🧑⚖️ Quarantine power and US law
Why is President Donald Trump just making recommendations about not gathering in groups larger than 10 people, but mayors and governors are actually taking action and shutting down restaurants, bars and other establishments? It’s all about federal vs. state powers, according to The Atlantic (note: we featured a version of this article a month ago but thought it would be relevant to update it now that many in the US are under quarantine voluntarily or by local mandate).
From the highest court in the land: Typically, the government can only hold citizens for wrongdoing or suspicion of wrongdoing. But the Supreme Court upheld America’s power to quarantine in 1824 and 1900, ruling, “from an early day the power of the States to enact and enforce quarantine laws for the safety and the protection of the health of their inhabitants … is beyond question.”
It doesn’t matter if you’re sick, either: Healthy people can be quarantined alongside the sick. And the government can also require medical exams and vaccinations (take that anti-vaxxers!).

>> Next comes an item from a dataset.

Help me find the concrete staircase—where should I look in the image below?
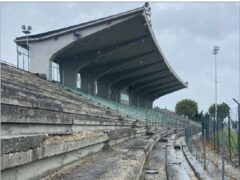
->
[1,63,168,180]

Quarantine enforcement resides with states and localities
The Feds have jurisdiction at the borders. They can block foreigners from entry and force American citizens to enter quarantine (they cannot turn American citizens away). It’s up to state and local governments to enforce -- or disregard -- federal quarantine guidelines. Call it public health federalism.
That’s in part why Trump has been making recommendations, and San Francisco and other Bay Area municipalities are among the local governments that have acted. In San Francisco, residents are no longer allowed to leave their homes except for essential services.
A federal quarantine may yet be called, but it will be up to local states and municipalities to enforce it.